Lawrence returned to his family home in Middletown, Maryland at the end of October. Within the next month he received a letter from Colonel Bayler to return to his former regiment to assist Bayler at Petersburg, Virginia. Before leaving he married Anna Maria "Mary Anna" Beckenbaugh, in Middletown, Maryland.

==Life After the War==
Following his service in the war, he became ordained as a minister in the Methodist church. He married Anna Maria Beckenbaugh (Later went by Mary Ann Everhart) in April 1782 in Middletown, Frederick County, Maryland. To this union were born 10 Children, 9 of whom were listed in Sgt. Everhart's Pension : record and Will. They were

1. Wilhelm "William" Everhart (1783-1870) married Miss Nancy Lowden on 27 April 1821 in Jefferson County, Indiana

2. Elizabeth Everhart (B: 1784) married a Mr. Jackson and moved later to Indiana.
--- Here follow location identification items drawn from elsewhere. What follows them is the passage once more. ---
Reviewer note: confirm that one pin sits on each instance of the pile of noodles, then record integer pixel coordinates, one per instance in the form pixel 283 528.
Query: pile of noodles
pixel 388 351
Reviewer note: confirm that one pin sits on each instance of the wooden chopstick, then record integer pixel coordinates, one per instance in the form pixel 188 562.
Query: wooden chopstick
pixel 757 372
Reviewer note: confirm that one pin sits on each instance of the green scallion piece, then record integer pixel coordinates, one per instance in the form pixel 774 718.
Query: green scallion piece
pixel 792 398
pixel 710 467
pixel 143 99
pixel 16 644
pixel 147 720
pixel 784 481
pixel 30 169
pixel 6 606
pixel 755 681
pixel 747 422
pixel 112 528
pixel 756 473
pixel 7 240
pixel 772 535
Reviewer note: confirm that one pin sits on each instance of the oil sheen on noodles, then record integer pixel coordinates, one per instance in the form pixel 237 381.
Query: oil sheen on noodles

3. Jacob Everhart (1786-1854) married Miss Elizabeth "Lizzie" Tope on 5 June 1819 in Jefferson County, Ohio.

4. Mary Everhart (B: 1788)

5. Nancy Everhart (B: 1790)

6. Anna Margaret Everhart (1790-1870) married Reverend Thomas Larkin (Anna is not mentioned in Lawrence's will but Thomas is.)
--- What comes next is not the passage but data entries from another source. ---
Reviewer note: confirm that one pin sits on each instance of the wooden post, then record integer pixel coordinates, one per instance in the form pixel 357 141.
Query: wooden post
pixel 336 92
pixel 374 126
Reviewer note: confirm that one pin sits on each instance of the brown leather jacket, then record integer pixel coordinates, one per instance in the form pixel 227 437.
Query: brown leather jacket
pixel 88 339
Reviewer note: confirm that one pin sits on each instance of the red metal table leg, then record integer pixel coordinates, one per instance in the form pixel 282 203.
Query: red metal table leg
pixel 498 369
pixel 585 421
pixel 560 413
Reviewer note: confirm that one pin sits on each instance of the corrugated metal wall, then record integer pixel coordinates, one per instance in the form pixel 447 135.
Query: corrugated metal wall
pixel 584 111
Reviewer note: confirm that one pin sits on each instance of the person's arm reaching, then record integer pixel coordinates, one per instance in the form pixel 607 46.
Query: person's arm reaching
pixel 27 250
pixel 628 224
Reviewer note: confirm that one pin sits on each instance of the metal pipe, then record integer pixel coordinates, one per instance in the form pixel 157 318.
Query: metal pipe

7. Reverend John C. Everhart (1791-1860) possibly married Miss Mary Jane Jaques (1800-1833)

8. Catherine Everhart (1793- Bef. June 1839) married Joseph Nickum on 7 December 1815 in Frederick County, Maryland. Joseph and Catherine moved to Jefferson County, Indiana at the same time Elizabeth and Mr. Jackson did. Catherine would die in Madison, Jefferson County, Indiana leaving 9 children behind.

9. Sarah Ann Everhart (1796-1882) married Henry R. Smeltzer in Frederick County, Maryland.

10. George Everhart (B: 1798)

In 1833, Rev. Everhart retired to his home near Middletown, Maryland where he resided until his death on 2 August 1840.